The cash-strapped Pakistan, which currently has a currency reserve of less than $8 billion enough to cover only 1.7 months of import has approached the Washington-based International Monetary Fund (IMF) in August 2018 for a bailout package after the Imran Khan government took over. The global lender (IMF) last week formally approved the $6 billion loan to Pakistan.

Last week, the IMF approved the 13th bailout package for Pakistan since the late 1980s. The latest bailout package is worth $6 billion, of which $1 billion is to be disbursed immediately and the rest in the next three years. According to the IMF officials, achieving the fiscal objectives will require a multi-year revenue mobilisation strategy to broaden the tax base and raise tax revenue in a well-balanced and equitable manner.

In an accompanying report, the IMF said that Pakistan's economy is at a critical juncture.
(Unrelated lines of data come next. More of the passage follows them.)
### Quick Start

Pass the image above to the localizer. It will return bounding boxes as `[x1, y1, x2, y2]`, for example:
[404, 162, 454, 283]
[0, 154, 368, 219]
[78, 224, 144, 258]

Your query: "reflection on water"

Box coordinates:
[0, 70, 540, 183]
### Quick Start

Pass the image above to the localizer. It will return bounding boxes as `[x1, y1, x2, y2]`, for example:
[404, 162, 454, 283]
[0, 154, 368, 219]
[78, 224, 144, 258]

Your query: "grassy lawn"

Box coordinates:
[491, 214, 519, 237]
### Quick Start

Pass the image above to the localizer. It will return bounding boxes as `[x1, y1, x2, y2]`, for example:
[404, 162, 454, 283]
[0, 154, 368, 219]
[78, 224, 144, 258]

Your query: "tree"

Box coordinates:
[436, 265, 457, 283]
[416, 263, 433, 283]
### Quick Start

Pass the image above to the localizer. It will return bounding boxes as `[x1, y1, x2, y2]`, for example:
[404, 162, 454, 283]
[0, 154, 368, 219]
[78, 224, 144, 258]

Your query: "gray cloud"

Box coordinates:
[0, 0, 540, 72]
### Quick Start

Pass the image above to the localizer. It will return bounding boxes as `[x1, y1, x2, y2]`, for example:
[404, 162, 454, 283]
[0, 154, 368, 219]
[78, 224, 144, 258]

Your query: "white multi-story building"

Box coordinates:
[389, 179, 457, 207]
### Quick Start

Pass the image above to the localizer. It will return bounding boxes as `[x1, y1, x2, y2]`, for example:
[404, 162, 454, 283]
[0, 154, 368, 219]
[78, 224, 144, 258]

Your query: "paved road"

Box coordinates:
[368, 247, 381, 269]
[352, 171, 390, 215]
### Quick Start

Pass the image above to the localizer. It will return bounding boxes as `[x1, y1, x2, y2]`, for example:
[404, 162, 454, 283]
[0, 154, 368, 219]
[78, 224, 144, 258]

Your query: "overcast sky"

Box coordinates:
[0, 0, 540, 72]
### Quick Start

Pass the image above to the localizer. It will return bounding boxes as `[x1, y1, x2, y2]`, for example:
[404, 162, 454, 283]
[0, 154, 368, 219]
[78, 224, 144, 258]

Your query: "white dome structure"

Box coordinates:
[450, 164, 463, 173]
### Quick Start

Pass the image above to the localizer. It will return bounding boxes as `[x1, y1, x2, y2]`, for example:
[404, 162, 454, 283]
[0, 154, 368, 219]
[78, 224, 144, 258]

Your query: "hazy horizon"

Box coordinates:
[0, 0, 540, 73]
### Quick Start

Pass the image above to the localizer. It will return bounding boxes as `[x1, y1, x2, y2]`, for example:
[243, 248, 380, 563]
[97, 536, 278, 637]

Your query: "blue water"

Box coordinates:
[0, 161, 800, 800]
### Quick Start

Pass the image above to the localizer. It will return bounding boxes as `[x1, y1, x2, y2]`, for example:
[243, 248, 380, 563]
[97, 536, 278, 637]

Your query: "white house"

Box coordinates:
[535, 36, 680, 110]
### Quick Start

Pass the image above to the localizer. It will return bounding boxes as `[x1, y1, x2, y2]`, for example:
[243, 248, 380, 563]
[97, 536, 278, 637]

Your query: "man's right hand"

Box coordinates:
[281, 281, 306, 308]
The legacy of misaligned economic policies, including large fiscal deficits, loose monetary policy and defence of an overvalued exchange rate, fuelled consumption and short-term growth in recent years, but steadily eroded macroeconomic buffers, increased external and public debt, and depleted international reserves.

Structural weaknesses remained largely unaddressed, including a chronically weak tax administration, a difficult business environment, inefficient and loss making state-owned enterprises, amid a large informal economy.

Pakistan has so far received billions in financial aid packages from friendly countries like China, Saudi Arabia and the UAE during the current fiscal year.